Le sommet de l’OTAN qui s’ouvre ce mardi à Ankara amorce un tournant pour l’Alliance. Les gouvernements européens ont conscience qu’ils devront désormais assumer une part beaucoup plus importante de leur propre défense, alors que les États-Unis réduisent progressivement leur engagement sur le continent. Le secrétaire général Mark Rutte dit vouloir « donner vie au concept de l’OTAN 3.0, une Europe plus forte dans une OTAN plus forte » et miser sur une transition en douceur.
En coulisses, de nombreux dirigeants estiment que cette évolution risque, dans un premier temps, au moins pour quelques années, de se traduire par une Europe progressivement plus forte au sein d’une OTAN plus faible. On comptera moins de troupes américaines, moins de capacités technologiques de pointe américaines et les doutes sur la volonté de Donald Trump de porter secours à l’Alliance affaiblissent la capacité de dissuasion de cette dernière.
Un affrontement dès la fin de la décennie ?
Les alliés veulent poursuivre leur soutien à l’Ukraine alors que les attaques russes se poursuivent et que les inquiétudes grandissent face au renforcement militaire de Moscou et aux ambitions de Pékin.
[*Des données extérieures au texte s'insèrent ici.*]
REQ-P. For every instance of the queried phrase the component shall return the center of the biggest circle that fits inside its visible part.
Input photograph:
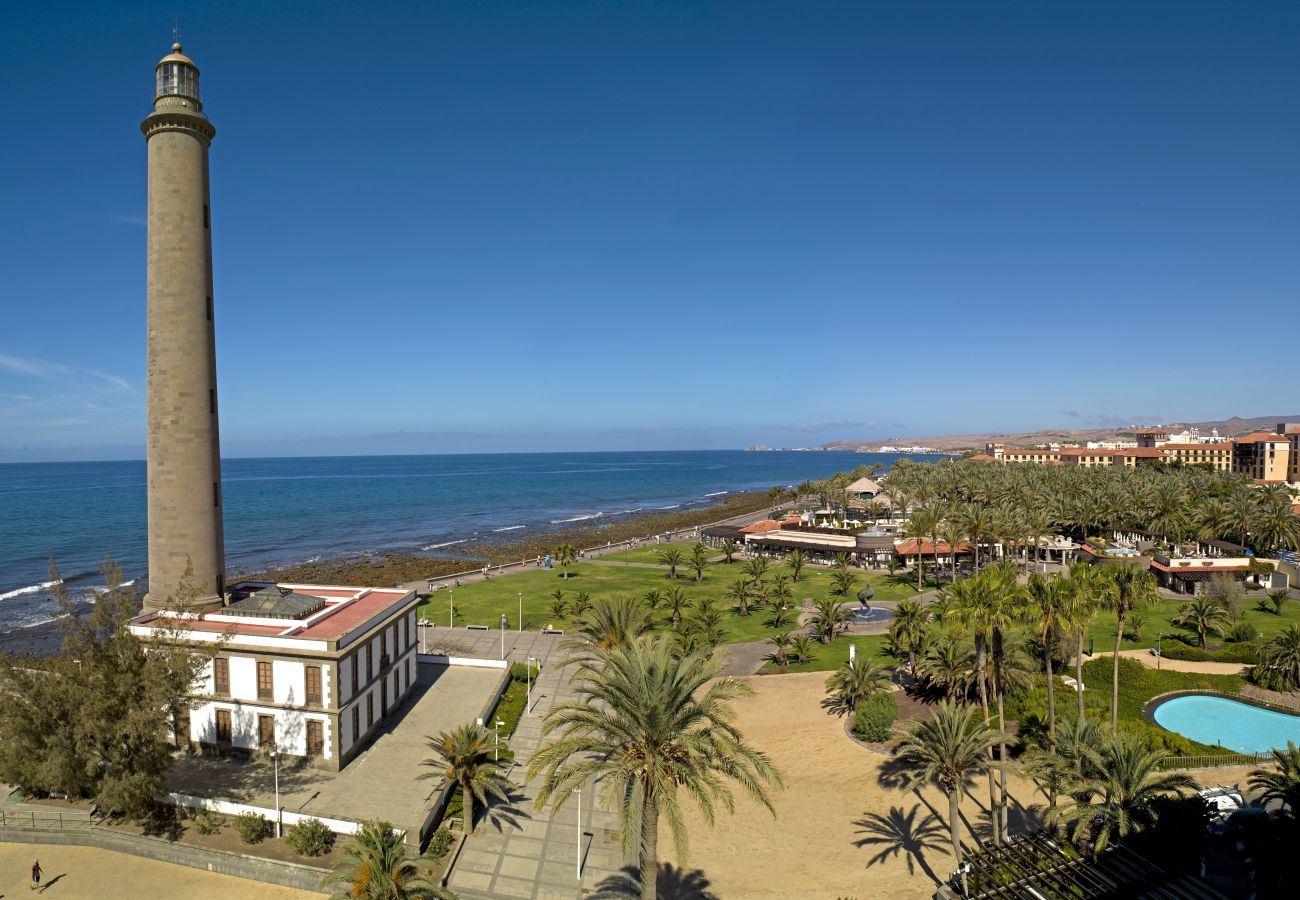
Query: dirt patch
(844, 826)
Pour le ministre polonais des Affaires étrangères, Radosław Sikorski, cette nouvelle étape est inévitable. « L’OTAN 3.0 impliquera que l’Europe assume une plus grande part du fardeau de la défense conventionnelle, tandis que les États-Unis agiront davantage comme une cavalerie qui arrive en renfort au dernier moment », explique-t-il à The New York Times, mardi 7 juillet.
Il reste d’ailleurs peut-être peu de temps pour se préparer. Des responsables européens estiment qu’une Russie aguerrie au combat serait prête à défier l’Alliance d’ici 2029.
Un défi autant militaire que politique
Le changement de cap américain pousse les Européens à accélérer leurs efforts. Washington continue de réclamer une hausse des dépenses militaires et laisse entendre que les pays qui n’atteindront pas les objectifs fixés pourraient en subir les conséquences. À Berlin comme dans plusieurs capitales, le message est désormais compris. « Il est très clair que le rôle des États-Unis est en train de changer », observe l’experte allemande Claudia Major. Les Européens cherchent surtout à limiter les effets de ce virage et à gagner en prévisibilité, tout en sachant que cette transformation « peut être façonnée, mais pas évitée ».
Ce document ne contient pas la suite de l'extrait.